Il s’en suit que des millions de personnes ont vu leur niveau de vie s’améliorer considérablement, basculant dans le « monde moderne », grâce aux investissements chinois. Alors que cinquante années d’aide au développement occidentale n’ont pas permis au continent de sortir de la misère, dix ans d’investissements massifs chinois ont permis à plusieurs pays de décoller. Les mauvaises langues rétorqueront que les chinois pratiquent un capitalisme de prédation, mais, dans ce cas-là, que peut-on dire de la Françafrique, qui use des mêmes méthodes sans aucun résultat probant pour les populations locales ! Il faut d’abord balayer devant sa propre porte avant d’émettre des jugements moraux sur les actions des autres.
Au regard des enjeux à venir, et de la très forte natalité de la zone sahélienne, quelles sont les politiques structurelles les plus importantes à mettre en oeuvre pour permettre une "normalisation" de la situation ?
La première politique à mettre en place est une politique malthusienne, visant à limiter le nombre de naissances, la trop forte croissance démographique pénalisant le développement économique, en particulier dans les pays aux ressources naturelles limitées, tels que les Etats du Sahel.
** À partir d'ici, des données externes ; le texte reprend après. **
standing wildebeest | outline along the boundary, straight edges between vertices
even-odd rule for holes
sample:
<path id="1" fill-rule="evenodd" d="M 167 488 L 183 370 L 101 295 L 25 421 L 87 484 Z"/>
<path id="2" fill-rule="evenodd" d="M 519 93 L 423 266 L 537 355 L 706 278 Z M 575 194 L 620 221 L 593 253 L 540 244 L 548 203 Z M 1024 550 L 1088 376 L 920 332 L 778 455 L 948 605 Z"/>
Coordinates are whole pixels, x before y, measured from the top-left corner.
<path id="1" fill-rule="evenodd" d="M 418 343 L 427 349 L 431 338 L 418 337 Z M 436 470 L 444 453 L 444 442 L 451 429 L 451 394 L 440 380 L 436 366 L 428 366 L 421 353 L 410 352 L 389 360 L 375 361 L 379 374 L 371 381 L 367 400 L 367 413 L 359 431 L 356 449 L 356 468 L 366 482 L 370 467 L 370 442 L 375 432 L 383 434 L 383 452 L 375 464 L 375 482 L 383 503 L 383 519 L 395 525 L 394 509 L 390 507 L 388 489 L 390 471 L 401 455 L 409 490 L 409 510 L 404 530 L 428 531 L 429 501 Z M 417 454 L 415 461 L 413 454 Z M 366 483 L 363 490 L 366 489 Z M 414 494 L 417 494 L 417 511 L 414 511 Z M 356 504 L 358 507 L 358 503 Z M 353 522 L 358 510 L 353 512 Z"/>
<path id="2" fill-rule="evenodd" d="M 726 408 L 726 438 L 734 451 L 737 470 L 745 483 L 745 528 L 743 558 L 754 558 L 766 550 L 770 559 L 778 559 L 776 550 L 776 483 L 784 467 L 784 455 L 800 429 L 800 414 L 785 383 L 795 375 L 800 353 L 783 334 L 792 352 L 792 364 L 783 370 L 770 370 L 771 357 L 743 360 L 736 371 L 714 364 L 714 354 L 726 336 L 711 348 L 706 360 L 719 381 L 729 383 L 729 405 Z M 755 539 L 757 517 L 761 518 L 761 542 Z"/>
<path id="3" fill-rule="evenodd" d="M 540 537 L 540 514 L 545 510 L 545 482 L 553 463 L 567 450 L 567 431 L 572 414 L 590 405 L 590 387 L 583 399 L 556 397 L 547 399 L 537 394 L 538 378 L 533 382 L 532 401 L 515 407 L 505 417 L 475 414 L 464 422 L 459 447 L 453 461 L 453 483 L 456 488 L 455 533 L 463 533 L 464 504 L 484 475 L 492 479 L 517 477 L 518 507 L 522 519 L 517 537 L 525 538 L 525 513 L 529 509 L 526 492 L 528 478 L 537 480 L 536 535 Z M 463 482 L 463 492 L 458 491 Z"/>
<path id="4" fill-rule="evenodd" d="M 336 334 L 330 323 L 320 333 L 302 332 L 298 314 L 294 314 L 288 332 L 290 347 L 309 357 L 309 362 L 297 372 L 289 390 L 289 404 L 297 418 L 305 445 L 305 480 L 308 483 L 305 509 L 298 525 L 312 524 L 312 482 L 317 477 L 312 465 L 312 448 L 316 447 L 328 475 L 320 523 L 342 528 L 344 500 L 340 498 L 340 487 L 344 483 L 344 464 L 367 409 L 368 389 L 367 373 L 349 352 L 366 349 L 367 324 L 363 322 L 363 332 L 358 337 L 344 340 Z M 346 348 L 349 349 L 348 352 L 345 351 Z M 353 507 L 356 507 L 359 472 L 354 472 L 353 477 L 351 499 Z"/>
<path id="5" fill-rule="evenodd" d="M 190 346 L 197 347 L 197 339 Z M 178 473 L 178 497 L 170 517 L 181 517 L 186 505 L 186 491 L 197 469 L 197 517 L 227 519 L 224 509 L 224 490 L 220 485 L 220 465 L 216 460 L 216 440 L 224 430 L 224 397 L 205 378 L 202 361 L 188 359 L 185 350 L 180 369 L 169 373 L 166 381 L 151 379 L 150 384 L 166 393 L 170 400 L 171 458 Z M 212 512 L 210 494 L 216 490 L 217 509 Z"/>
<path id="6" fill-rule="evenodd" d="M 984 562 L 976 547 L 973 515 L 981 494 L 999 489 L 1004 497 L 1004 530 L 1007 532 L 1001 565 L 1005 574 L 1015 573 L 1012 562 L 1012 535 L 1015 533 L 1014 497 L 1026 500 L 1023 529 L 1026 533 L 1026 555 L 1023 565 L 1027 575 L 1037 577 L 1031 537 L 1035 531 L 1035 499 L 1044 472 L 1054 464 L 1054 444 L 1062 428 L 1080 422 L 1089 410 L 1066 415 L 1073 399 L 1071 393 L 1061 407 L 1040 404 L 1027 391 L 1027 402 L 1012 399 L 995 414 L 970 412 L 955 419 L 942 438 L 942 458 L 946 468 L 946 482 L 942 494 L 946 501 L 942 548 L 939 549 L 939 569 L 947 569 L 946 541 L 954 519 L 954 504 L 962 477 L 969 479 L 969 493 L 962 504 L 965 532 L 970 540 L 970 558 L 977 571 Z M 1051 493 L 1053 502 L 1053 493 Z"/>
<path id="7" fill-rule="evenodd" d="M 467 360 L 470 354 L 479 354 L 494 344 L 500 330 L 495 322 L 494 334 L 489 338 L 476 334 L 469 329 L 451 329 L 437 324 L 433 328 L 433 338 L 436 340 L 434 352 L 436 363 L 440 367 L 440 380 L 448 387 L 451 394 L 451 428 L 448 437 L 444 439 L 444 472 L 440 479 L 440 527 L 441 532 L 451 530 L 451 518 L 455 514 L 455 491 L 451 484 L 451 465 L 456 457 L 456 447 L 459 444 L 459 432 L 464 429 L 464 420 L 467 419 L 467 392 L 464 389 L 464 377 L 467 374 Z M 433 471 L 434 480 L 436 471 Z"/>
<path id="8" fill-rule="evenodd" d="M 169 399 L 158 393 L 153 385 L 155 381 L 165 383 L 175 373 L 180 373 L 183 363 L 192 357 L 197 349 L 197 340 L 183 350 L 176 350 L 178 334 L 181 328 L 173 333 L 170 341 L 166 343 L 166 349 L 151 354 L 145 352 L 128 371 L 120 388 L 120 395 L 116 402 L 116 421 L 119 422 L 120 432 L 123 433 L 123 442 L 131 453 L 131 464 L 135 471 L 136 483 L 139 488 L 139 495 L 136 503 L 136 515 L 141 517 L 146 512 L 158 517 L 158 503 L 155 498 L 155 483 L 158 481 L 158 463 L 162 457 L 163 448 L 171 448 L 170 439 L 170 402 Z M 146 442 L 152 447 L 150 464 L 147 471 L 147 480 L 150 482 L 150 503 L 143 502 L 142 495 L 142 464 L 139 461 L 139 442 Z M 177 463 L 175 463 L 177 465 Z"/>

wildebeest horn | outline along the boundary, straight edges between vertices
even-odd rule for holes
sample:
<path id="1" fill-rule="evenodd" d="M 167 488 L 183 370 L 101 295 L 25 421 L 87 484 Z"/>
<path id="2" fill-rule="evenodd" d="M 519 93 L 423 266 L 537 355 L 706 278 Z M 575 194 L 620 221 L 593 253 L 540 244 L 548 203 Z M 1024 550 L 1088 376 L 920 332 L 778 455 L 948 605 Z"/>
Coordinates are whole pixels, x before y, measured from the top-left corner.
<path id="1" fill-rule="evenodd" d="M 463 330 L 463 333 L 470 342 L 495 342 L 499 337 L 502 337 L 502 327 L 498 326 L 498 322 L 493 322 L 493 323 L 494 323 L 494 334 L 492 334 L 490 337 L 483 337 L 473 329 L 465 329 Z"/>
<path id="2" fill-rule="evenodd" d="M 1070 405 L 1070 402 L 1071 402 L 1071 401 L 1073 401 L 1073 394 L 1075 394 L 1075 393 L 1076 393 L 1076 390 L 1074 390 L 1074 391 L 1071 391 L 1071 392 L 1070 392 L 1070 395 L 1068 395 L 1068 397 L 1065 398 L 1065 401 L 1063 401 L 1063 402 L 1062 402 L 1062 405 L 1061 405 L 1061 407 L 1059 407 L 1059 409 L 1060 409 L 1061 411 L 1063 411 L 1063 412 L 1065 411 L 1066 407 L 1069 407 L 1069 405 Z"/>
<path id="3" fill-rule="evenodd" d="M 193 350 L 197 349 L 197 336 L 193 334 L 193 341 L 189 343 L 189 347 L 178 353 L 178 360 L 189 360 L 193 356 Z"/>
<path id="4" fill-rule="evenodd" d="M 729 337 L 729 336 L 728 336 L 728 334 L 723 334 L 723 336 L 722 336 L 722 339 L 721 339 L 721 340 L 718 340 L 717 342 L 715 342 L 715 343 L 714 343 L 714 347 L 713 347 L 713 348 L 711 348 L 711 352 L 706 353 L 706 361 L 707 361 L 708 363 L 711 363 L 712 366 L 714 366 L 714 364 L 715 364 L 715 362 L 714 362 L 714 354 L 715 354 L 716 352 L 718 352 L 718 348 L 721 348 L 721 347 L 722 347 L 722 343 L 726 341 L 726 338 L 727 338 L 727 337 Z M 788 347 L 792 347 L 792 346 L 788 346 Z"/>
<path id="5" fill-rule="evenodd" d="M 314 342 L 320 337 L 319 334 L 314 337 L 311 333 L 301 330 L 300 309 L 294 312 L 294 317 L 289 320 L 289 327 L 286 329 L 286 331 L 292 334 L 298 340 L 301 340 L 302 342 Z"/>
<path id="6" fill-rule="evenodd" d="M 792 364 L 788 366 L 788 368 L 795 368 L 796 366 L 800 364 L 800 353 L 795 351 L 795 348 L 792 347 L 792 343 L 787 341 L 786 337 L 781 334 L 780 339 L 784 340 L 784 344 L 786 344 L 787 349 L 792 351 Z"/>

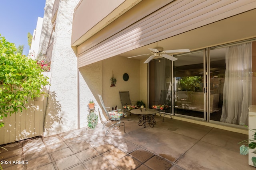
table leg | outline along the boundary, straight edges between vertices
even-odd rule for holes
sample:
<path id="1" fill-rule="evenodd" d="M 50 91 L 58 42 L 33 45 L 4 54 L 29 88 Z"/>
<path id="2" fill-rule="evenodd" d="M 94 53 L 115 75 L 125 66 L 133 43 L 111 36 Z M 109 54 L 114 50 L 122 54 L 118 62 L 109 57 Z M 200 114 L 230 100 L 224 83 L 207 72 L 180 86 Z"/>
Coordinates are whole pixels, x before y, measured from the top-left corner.
<path id="1" fill-rule="evenodd" d="M 155 116 L 154 114 L 148 115 L 148 121 L 151 127 L 154 127 L 154 126 L 156 125 L 156 122 L 155 121 Z"/>
<path id="2" fill-rule="evenodd" d="M 144 127 L 146 127 L 145 116 L 143 115 L 140 115 L 139 116 L 139 122 L 138 125 L 139 126 L 142 126 L 144 125 Z"/>

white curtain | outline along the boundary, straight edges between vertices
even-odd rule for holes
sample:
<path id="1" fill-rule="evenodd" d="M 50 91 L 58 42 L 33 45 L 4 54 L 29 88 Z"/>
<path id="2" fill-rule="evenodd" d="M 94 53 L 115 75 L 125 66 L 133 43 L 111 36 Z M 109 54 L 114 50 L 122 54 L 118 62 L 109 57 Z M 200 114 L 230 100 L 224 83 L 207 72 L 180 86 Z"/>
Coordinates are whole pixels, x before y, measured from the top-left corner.
<path id="1" fill-rule="evenodd" d="M 226 67 L 220 121 L 248 125 L 252 100 L 251 43 L 227 47 Z"/>
<path id="2" fill-rule="evenodd" d="M 159 62 L 159 61 L 160 61 Z M 156 60 L 156 101 L 159 100 L 161 94 L 161 90 L 166 90 L 165 79 L 166 60 L 164 59 Z"/>

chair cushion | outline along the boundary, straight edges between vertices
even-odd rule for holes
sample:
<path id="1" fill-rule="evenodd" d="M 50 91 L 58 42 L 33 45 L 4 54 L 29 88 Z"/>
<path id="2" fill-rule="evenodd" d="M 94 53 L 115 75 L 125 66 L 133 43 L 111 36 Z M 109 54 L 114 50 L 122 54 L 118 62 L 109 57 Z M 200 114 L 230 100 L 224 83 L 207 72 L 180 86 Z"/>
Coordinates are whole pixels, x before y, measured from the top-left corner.
<path id="1" fill-rule="evenodd" d="M 110 119 L 117 119 L 125 117 L 127 116 L 126 113 L 121 110 L 108 111 L 108 114 Z"/>
<path id="2" fill-rule="evenodd" d="M 138 107 L 137 106 L 135 105 L 127 105 L 127 107 L 126 106 L 124 106 L 123 107 L 124 109 L 127 109 L 129 110 L 131 110 L 134 109 L 138 109 Z"/>
<path id="3" fill-rule="evenodd" d="M 160 110 L 164 110 L 169 108 L 168 105 L 153 105 L 151 106 L 152 109 L 160 109 Z"/>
S’il ne s’agit pas d’effectuer une politique coercitive de l’enfant unique sur le modèle chinois, une politique à l’indienne, d’incitations fortes à limiter sa descendance, qui a permis de faire descendre le niveau de fécondité à peu près au seuil de remplacement des générations (2,1 enfants par femme), est souhaitable pour les prochaines décennies. Par exemple, il faudrait fixer des objectifs à atteindre pour l’Afrique subsaharienne, et plus particulièrement le Sahel : 3 enfants par femme en 2030 et 2 enfants par femme en 2050.
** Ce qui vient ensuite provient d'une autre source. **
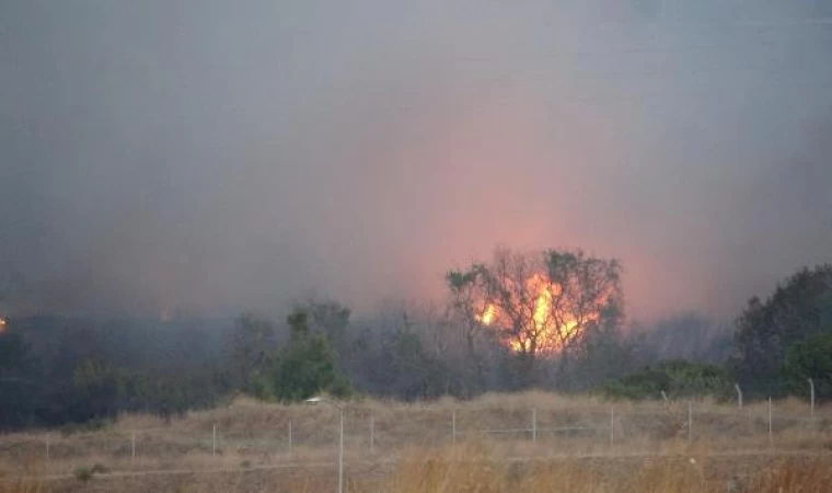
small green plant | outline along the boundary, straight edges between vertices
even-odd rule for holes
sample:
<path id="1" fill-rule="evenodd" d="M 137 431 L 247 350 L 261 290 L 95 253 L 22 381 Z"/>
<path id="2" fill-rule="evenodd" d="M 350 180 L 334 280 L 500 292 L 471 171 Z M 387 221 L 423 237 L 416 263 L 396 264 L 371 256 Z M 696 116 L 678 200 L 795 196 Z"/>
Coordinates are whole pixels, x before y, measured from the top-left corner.
<path id="1" fill-rule="evenodd" d="M 107 472 L 106 466 L 96 462 L 91 468 L 85 468 L 85 467 L 77 468 L 74 474 L 78 481 L 85 483 L 90 481 L 91 479 L 93 479 L 95 474 L 104 474 L 106 472 Z"/>

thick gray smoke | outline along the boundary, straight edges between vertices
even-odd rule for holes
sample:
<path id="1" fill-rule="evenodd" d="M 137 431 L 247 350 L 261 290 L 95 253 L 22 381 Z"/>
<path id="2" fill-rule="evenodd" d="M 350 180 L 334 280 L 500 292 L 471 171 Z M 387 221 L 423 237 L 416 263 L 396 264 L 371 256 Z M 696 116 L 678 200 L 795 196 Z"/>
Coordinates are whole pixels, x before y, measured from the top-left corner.
<path id="1" fill-rule="evenodd" d="M 361 309 L 507 244 L 732 316 L 832 260 L 828 3 L 4 1 L 0 309 Z"/>

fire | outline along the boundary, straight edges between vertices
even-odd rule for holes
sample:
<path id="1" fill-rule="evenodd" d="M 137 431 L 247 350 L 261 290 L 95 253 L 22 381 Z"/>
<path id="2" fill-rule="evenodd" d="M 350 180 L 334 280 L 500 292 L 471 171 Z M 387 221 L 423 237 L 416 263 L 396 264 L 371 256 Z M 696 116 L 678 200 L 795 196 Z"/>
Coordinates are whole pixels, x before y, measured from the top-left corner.
<path id="1" fill-rule="evenodd" d="M 541 354 L 555 354 L 562 349 L 565 339 L 568 339 L 576 330 L 579 330 L 578 321 L 574 317 L 566 317 L 567 320 L 558 328 L 555 318 L 552 314 L 553 297 L 558 293 L 557 286 L 551 286 L 545 283 L 543 276 L 534 275 L 528 283 L 529 291 L 536 295 L 534 310 L 528 328 L 522 328 L 519 334 L 511 334 L 505 339 L 505 344 L 512 351 L 524 353 L 532 349 L 532 344 L 536 343 L 536 351 Z M 522 307 L 516 307 L 516 311 L 522 312 Z M 562 316 L 563 317 L 563 316 Z M 483 325 L 490 326 L 500 322 L 510 325 L 500 313 L 499 307 L 489 302 L 486 305 L 477 321 Z M 532 336 L 536 335 L 536 340 Z"/>
<path id="2" fill-rule="evenodd" d="M 481 322 L 483 325 L 490 325 L 494 323 L 494 319 L 497 317 L 497 307 L 494 305 L 488 305 L 485 308 L 485 311 L 483 311 L 483 314 L 477 316 L 476 320 Z"/>

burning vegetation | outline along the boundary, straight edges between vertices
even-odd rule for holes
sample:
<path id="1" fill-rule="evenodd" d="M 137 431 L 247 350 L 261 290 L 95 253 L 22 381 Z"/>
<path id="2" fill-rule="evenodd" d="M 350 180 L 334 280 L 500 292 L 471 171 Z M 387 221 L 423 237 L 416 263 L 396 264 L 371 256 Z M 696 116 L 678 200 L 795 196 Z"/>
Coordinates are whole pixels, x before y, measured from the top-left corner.
<path id="1" fill-rule="evenodd" d="M 620 318 L 620 279 L 615 260 L 554 250 L 502 250 L 490 265 L 448 274 L 453 306 L 470 320 L 466 335 L 494 331 L 506 347 L 531 360 L 567 352 L 588 332 Z"/>

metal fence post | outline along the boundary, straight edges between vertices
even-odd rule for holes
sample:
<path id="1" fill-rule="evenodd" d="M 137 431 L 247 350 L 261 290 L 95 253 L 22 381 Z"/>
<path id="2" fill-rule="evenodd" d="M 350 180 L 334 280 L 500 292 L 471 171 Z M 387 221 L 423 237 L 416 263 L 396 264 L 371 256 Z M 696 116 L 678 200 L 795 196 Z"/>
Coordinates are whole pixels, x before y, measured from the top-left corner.
<path id="1" fill-rule="evenodd" d="M 772 428 L 772 398 L 769 398 L 769 446 L 774 450 L 774 429 Z"/>
<path id="2" fill-rule="evenodd" d="M 457 410 L 451 411 L 451 445 L 457 447 Z"/>
<path id="3" fill-rule="evenodd" d="M 532 443 L 538 443 L 538 410 L 532 410 Z"/>
<path id="4" fill-rule="evenodd" d="M 737 405 L 742 409 L 742 389 L 740 389 L 739 383 L 735 383 L 733 388 L 737 389 Z"/>

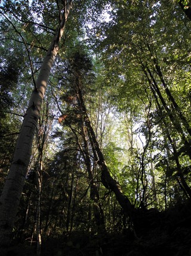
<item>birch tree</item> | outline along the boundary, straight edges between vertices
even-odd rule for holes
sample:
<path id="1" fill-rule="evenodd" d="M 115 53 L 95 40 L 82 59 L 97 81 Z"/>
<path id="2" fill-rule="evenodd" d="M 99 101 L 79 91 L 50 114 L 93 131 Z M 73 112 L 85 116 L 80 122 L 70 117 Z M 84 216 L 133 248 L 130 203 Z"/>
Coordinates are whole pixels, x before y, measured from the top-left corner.
<path id="1" fill-rule="evenodd" d="M 51 69 L 59 50 L 59 43 L 63 35 L 72 7 L 72 1 L 56 1 L 60 10 L 60 21 L 42 64 L 35 88 L 31 94 L 24 116 L 10 171 L 0 199 L 0 247 L 11 242 L 25 177 L 30 161 L 34 135 L 38 131 L 41 104 L 47 86 Z M 2 13 L 5 19 L 6 16 Z"/>

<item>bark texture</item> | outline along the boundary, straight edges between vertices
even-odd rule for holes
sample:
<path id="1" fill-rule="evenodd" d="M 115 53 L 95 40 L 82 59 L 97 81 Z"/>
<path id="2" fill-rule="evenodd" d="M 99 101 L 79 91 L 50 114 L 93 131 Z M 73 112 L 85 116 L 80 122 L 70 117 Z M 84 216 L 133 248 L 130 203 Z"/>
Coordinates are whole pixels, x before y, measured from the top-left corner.
<path id="1" fill-rule="evenodd" d="M 65 1 L 64 12 L 42 65 L 18 138 L 13 162 L 0 198 L 0 248 L 9 246 L 30 161 L 33 137 L 38 131 L 39 112 L 58 44 L 72 1 Z"/>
La seconde politique est de tirer des enseignements des résultats de la présence chinoise en Afrique, c’est-à-dire d’orienter « l’aide au développement », qu’il faudrait peut-être d’ailleurs renommer, vers une politique d’investissements productifs, conduisant à l’émergence d’une classe moyenne. Le seul moyen de limiter l’immigration africaine en Europe à long terme serait que le continent connaisse une croissance économique à la chinoise pendant les trois prochaines décennies ! Dans ce cadre, notre rapport paternaliste au continent est à revoir complètement. Les investissements productifs ou la construction d’infrastructures doivent être pensés pour les africains et non être des projets clés en main transposés sur le continent sans aucune réflexion sur leur adaptation ou non aux besoins du pays concerné, ce qui fut malheureusement trop souvent le cas après les indépendances dans les années 1960-70.